1. Built to survive the ups and downs
ExxonMobil (XOM 1.98%) is among the largest integrated oil and natural gas companies in the world. Although oil drilling has the biggest influence on the company's performance, its business spans the upstream (oil drilling), midstream (pipeline), and downstream (chemicals and refining) spaces. That provides some balance to its top and bottom lines, since downstream operations tend to benefit from lower energy prices, as oil and gas are key inputs.
The company also has a long history of being fiscally conservative and thinking long-term. Today, long-term debt makes up less than 10% of the capital structure, leaving Exxon with a rock-solid balance sheet. It has plenty of room to use debt to support its capital spending and dividend if oil prices fall, just like it did throughout the deep oil bear market that started in mid-2014.
That's a good thing right now since oil prices have hit a rough patch and Exxon has plans to spend up to $35 billion a year through 2025. That money will go toward capital projects to grow production and expand its downstream operations. It is already starting to see notable results on the production front after a few weak years on the strength of just one of its key growth platforms (domestic onshore drilling).
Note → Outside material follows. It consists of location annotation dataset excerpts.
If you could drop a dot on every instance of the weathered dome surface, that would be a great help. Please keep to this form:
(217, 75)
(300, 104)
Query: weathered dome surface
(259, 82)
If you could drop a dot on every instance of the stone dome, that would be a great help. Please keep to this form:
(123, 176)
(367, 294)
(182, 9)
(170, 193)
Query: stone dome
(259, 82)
Despite these positives, investors have punished the stock. The yield is a historically high 5%. And the company's price to tangible book value hasn't been as low as it is today since the late 1980s. There's no question that today's low oil prices will take a toll on Exxon's earnings results, but it is built to survive and prosper through these commodity swings. That makes now a great time for income investors with a long-term view of the world to consider buying the energy giant.
2. A shift for the better
Enterprise Products Partners (EPD 1.65%) is one of North America's largest midstream players. It operates a massive network of pipelines, processing facilities, storage, and transportation assets that few can match. Although this scale means that growth is likely to be slow since it takes big projects and acquisitions to move the needle, it also provides a consistency to the partnership's performance.
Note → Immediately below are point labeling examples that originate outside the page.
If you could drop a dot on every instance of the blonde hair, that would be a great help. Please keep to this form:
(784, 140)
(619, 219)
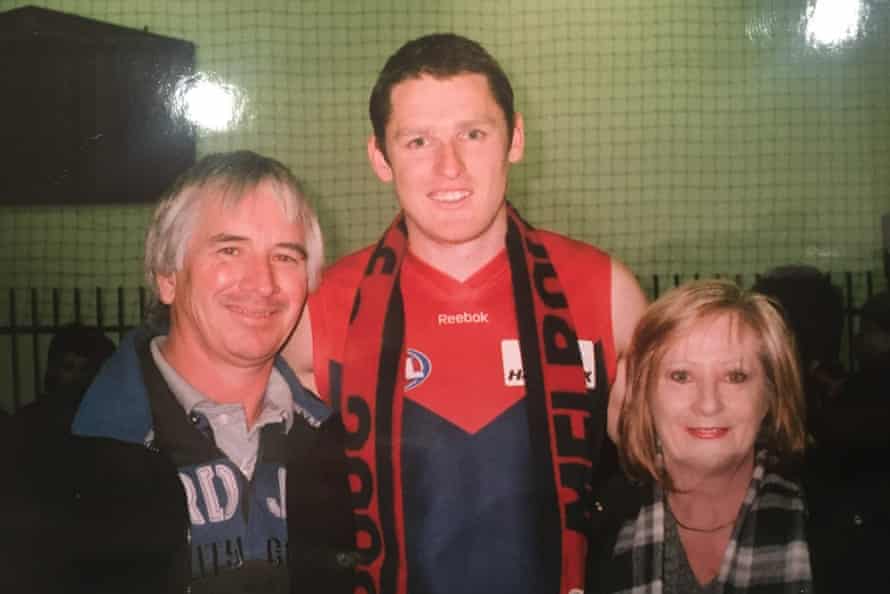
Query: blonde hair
(782, 432)
(231, 176)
A big piece of the steadiness is driven by the fact that most of Enterprise's revenue is tied to fee-based contracts. This means that the partnership gets paid for the use of its midstream assets, making demand for energy more important than the price of oil and natural gas. This also puts Enterprise in a great position to grow, since North American energy production continues to expand and outstrip the midstream assets needed to move all of the oil and gas being produced.
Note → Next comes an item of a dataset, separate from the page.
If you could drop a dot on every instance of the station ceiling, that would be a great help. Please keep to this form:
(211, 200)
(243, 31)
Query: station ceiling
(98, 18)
That's the backdrop for the roughly $6 billion worth of capital investments Enterprise has in the works today. That should keep the partnership busy though 2020. Meanwhile, it shouldn't have any problem funding this spending, with debt to EBITDA of roughly 3.2 times -- toward the low end of its industry peer group. The partnership's distribution, meanwhile, was covered roughly 1.7 times through the first six months of 2019. A coverage ratio of 1.2 is considered good.
And Enterprise's yield is a robust 6.1%. That's a full 2 percentage points higher than it was back in 2014, when oil prices started to tumble and anything related to oil fell out of favor on Wall Street. With notable growth plans and a big yield, now is a good time for long-term, income-oriented investors to look at Enterprise.
A little bit contrarian
It can be hard to step into a sector that is out of favor like the energy space is today. But if you focus on large companies with diversified businesses that are also fiscally conservative, it can be worth the risk. High-yielding Exxon and Enterprise both look like buys today.